I'm wondering if there is something analogous to a PCA for data sets where there is a dependent variable. (Though I am interested in any method of dimensionality reduction, PCA is just an example.) A PCA will take a 64-dimensional data set (say) and might return 4 dimensions which explain 95% of the variance. From a 4-point vector in the new space and the covariance matrix you could recover the original record with pretty good fidelity in this example.
So what about the case where x has 64 dimensions, and the data have the form (x, y) where y is a measurement? Is there something similar, that will let me predict y from a lower dimensional set of inputs? I.e., y $\approx$ g(x'), where dim(x') < dim(x), and there is a map m: x' $\mapsto$ x. (y' = g(x') and another map p: y' $\mapsto$ y is fine too.)

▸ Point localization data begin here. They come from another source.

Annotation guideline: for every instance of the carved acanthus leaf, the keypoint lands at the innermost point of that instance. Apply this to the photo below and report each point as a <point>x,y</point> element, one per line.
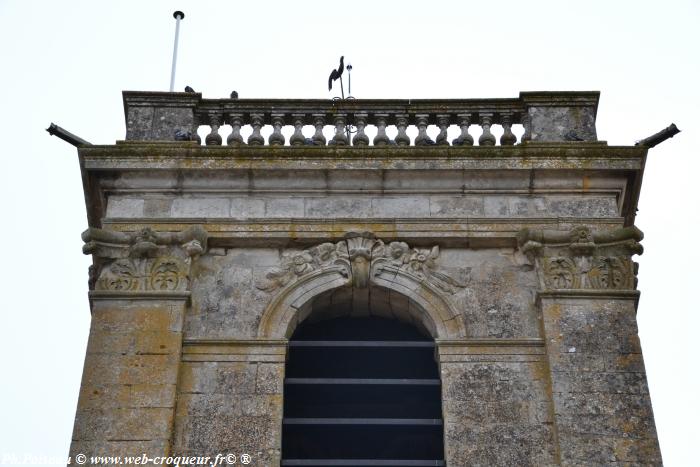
<point>145,260</point>
<point>581,259</point>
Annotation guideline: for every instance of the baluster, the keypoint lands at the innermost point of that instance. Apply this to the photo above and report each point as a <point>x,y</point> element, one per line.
<point>381,139</point>
<point>277,138</point>
<point>297,139</point>
<point>360,138</point>
<point>486,138</point>
<point>507,138</point>
<point>464,138</point>
<point>525,120</point>
<point>402,138</point>
<point>255,138</point>
<point>340,138</point>
<point>319,122</point>
<point>443,123</point>
<point>422,123</point>
<point>235,138</point>
<point>213,138</point>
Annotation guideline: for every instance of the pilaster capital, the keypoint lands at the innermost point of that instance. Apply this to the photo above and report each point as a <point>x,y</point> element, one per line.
<point>582,259</point>
<point>142,262</point>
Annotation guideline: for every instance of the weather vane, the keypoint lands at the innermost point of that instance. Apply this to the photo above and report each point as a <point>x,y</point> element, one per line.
<point>338,74</point>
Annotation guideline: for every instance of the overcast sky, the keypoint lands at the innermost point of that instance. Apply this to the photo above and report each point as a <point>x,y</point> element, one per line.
<point>68,62</point>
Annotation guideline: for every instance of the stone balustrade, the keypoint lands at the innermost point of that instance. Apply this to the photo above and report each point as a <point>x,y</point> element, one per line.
<point>544,116</point>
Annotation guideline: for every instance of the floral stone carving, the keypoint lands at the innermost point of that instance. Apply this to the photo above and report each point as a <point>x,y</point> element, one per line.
<point>362,256</point>
<point>581,259</point>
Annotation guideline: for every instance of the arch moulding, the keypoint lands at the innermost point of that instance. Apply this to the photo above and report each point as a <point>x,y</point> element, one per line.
<point>358,261</point>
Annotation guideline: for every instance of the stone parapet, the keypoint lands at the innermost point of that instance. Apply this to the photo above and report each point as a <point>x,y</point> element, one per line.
<point>545,116</point>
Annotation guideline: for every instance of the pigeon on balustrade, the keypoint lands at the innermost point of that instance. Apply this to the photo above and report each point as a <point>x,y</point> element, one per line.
<point>335,74</point>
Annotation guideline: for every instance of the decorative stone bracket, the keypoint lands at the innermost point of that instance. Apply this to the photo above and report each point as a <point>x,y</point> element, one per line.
<point>142,261</point>
<point>581,259</point>
<point>361,256</point>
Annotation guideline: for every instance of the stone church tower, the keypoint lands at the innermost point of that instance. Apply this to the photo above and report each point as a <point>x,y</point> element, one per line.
<point>390,300</point>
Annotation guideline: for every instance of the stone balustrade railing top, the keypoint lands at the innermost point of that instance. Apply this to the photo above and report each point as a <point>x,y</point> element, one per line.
<point>544,116</point>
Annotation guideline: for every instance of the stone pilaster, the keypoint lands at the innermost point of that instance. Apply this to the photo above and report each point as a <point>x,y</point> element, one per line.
<point>602,411</point>
<point>139,290</point>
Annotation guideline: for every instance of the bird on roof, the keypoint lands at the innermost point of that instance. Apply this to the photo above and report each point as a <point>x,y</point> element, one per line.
<point>335,74</point>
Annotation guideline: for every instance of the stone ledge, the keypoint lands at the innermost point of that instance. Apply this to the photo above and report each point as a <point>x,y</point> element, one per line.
<point>590,294</point>
<point>458,350</point>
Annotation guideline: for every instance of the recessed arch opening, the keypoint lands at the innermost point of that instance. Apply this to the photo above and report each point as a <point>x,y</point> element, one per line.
<point>375,301</point>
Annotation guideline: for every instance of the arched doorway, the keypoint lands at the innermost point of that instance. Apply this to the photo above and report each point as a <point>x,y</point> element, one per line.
<point>361,390</point>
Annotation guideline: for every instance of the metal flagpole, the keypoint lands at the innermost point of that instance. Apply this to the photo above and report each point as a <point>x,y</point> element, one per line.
<point>178,15</point>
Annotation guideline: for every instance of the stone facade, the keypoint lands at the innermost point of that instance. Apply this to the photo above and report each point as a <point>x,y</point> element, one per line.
<point>516,258</point>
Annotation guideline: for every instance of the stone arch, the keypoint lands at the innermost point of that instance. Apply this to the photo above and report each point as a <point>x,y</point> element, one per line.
<point>291,304</point>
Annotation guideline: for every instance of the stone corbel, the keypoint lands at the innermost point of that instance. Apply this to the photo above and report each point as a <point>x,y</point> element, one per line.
<point>582,259</point>
<point>144,261</point>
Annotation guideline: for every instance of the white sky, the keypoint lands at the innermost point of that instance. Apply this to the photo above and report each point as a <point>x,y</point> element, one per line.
<point>68,62</point>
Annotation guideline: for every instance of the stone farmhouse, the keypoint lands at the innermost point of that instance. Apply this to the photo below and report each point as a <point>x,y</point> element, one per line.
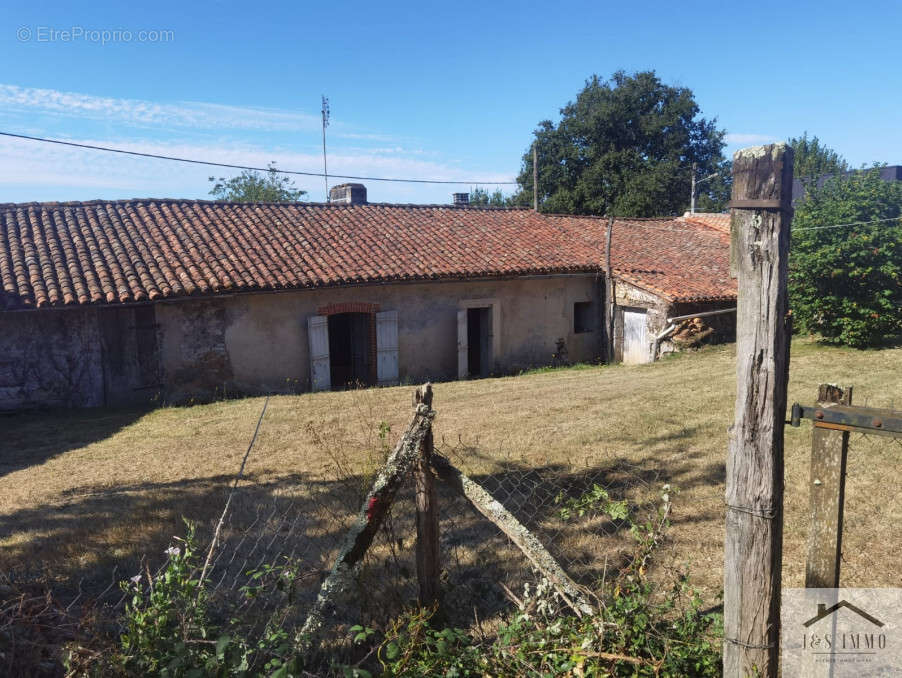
<point>133,301</point>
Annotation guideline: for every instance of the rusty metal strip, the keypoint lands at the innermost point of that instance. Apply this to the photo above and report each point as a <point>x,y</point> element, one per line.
<point>848,418</point>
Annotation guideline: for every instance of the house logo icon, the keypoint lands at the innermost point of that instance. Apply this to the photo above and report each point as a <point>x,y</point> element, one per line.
<point>824,611</point>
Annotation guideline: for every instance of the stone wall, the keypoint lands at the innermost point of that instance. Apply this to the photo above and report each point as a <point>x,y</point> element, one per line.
<point>50,358</point>
<point>83,357</point>
<point>257,343</point>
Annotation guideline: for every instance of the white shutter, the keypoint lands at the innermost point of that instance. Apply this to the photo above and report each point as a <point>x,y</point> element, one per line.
<point>387,347</point>
<point>462,350</point>
<point>318,332</point>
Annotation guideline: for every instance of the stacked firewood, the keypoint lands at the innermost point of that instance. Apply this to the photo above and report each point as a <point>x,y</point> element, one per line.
<point>692,333</point>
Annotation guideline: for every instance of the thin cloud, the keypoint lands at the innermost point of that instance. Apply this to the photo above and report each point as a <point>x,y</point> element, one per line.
<point>34,171</point>
<point>188,114</point>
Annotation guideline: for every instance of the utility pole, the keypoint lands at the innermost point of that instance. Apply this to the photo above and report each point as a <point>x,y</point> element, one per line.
<point>695,184</point>
<point>692,198</point>
<point>609,294</point>
<point>535,179</point>
<point>325,112</point>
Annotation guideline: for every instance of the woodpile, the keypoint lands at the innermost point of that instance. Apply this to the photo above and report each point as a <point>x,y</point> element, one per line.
<point>692,333</point>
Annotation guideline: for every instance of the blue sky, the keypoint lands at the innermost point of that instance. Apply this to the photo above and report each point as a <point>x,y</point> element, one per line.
<point>428,90</point>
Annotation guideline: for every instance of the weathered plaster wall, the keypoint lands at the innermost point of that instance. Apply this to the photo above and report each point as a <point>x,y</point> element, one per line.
<point>258,343</point>
<point>50,359</point>
<point>78,357</point>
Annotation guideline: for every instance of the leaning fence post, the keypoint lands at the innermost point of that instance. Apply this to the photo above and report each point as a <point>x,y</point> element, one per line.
<point>428,568</point>
<point>762,190</point>
<point>829,451</point>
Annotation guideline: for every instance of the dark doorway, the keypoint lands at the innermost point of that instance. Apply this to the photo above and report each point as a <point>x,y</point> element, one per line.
<point>478,360</point>
<point>350,354</point>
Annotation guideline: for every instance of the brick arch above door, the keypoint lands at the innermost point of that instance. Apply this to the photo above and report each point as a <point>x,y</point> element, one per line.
<point>348,307</point>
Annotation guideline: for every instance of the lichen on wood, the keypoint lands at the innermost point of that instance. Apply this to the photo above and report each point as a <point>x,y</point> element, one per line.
<point>525,540</point>
<point>369,519</point>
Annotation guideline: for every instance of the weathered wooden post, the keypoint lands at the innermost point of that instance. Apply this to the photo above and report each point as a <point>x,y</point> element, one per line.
<point>609,294</point>
<point>761,216</point>
<point>428,568</point>
<point>829,452</point>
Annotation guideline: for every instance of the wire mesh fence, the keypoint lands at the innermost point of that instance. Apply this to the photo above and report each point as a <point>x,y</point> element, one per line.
<point>278,543</point>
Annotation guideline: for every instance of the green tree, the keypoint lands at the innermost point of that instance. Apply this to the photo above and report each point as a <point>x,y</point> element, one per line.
<point>253,186</point>
<point>482,198</point>
<point>845,283</point>
<point>812,159</point>
<point>625,146</point>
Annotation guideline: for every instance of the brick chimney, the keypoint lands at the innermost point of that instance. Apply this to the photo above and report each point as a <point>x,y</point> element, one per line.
<point>348,194</point>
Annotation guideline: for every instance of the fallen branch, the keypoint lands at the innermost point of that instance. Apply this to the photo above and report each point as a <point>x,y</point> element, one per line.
<point>371,515</point>
<point>525,540</point>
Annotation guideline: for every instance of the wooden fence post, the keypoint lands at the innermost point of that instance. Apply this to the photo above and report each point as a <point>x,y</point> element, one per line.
<point>762,191</point>
<point>428,567</point>
<point>829,451</point>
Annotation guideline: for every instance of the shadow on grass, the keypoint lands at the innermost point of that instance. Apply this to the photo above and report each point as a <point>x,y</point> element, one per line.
<point>78,543</point>
<point>34,437</point>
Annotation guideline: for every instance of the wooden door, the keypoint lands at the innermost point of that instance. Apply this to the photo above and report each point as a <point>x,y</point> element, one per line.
<point>463,366</point>
<point>318,333</point>
<point>387,347</point>
<point>635,337</point>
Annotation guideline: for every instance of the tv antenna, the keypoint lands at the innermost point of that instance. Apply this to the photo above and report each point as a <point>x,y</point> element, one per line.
<point>325,112</point>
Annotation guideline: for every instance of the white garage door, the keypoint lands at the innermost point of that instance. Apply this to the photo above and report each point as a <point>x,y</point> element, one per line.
<point>635,342</point>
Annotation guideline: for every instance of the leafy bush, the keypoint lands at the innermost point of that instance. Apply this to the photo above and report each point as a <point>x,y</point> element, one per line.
<point>846,283</point>
<point>169,630</point>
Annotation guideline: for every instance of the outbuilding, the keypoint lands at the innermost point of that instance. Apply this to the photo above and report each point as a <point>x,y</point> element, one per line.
<point>133,301</point>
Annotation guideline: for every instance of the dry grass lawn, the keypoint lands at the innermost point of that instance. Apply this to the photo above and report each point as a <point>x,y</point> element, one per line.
<point>82,491</point>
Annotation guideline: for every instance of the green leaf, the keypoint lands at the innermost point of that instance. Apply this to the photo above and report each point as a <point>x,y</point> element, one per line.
<point>392,651</point>
<point>221,644</point>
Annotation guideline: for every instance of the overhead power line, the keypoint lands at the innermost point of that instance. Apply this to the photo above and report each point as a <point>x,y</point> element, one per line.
<point>248,167</point>
<point>849,225</point>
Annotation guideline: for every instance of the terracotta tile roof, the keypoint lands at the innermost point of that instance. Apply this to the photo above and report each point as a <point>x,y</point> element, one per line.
<point>718,221</point>
<point>56,254</point>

Often what people do in this situation is choose a model such as a GLM and do a partial regression, eliminating those dimensions where the regression coefficients are close to 0. However I'm looking for a method which does not assume any kind of model at all. Do these exist?
The image below illustrates an extreme case of this. Nominally the data is 2-dimensional, but the y-dimension is just a bit of 0-mean noise--z can be estimated well enough on the basis of x alone. So I'm wondering if there's a technique which will derive this, here but also cases where the redundancy is less obvious.